There's Professor Helvar, who teaches history and says I remind him of himself at my age—quiet, curious, always late. He lends me books that aren't on the syllabus and tells me to "read until your questions outnumber the answers."

And there's Lily.

She sits two rows ahead in class, hair the color of copper in sunlight, eyes too gentle for this world. We talk sometimes—about lectures, about the weather, about nothing important. But those moments linger. When she smiles, it feels like sunlight sneaking through a dusty window.

I never tell her that. I just smile back and hope it's enough.

---

By nineteen, I've learned to survive on little sleep and less certainty. The city grows harsher; crime creeps closer to the college walls, and the air smells of tension. Rumors of disappearances, of strange lights beyond the hills. I ignore them. Ordinary people have enough monsters to worry about.

One night, walking back from the library, I stop on the bridge overlooking the river. The moonlight dances on the water like it used to when I watched from the orphanage window.

I realize I'm alone, truly alone—not in a sad way, just factual, like an equation I finally solved. Everyone else seems to have something waiting for them: family, inheritance, expectation. I have the road.

Maybe that's enough.

---

I start keeping a journal that winter. Not for anyone else—just to make sense of the noise in my head.

Some entries are questions.

Why do people fear being forgotten more than dying?

Others are small observations.

The sky looks different after snow. Quieter.

Sometimes I write letters to my parents, even though I don't know their names.

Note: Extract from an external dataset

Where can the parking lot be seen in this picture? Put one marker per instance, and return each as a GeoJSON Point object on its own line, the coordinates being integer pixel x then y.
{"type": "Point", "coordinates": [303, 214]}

I sign them all the same way: I'm still trying.

---

The final months before graduation blur into routine. Study, work, sleep, repeat. Herr Varren writes me from the city, his letters full of gossip and ink smudges. "The shop's falling apart without you," he jokes. I smile when I read them.

I visit the orphanage once more before exams. The halls feel smaller, the walls thinner. The younger children are mostly new faces, but one boy—small, brown-haired, maybe eight—follows me around all afternoon. He asks if I'm famous. I laugh and tell him not yet.

When I leave, he runs after me, pressing a small, chipped wooden coin into my hand. "For luck," he says.

I still keep it in my pocket.

---

The night before graduation, Westmere sleeps under clear skies. I stand at my window, the certificate draft folded on my desk, and listen to the city breathe.

No storms tonight. Just the hum of distant carriages and the faint chime of bells from the cathedral tower.

I think about everything—the orphanage, the bridge, Lily's smile, the promise to Sister Maren. The world feels wide again, like the roads in my childhood dreams.

Tomorrow will be different. It has to be.

I blow out the candle and let darkness take the room.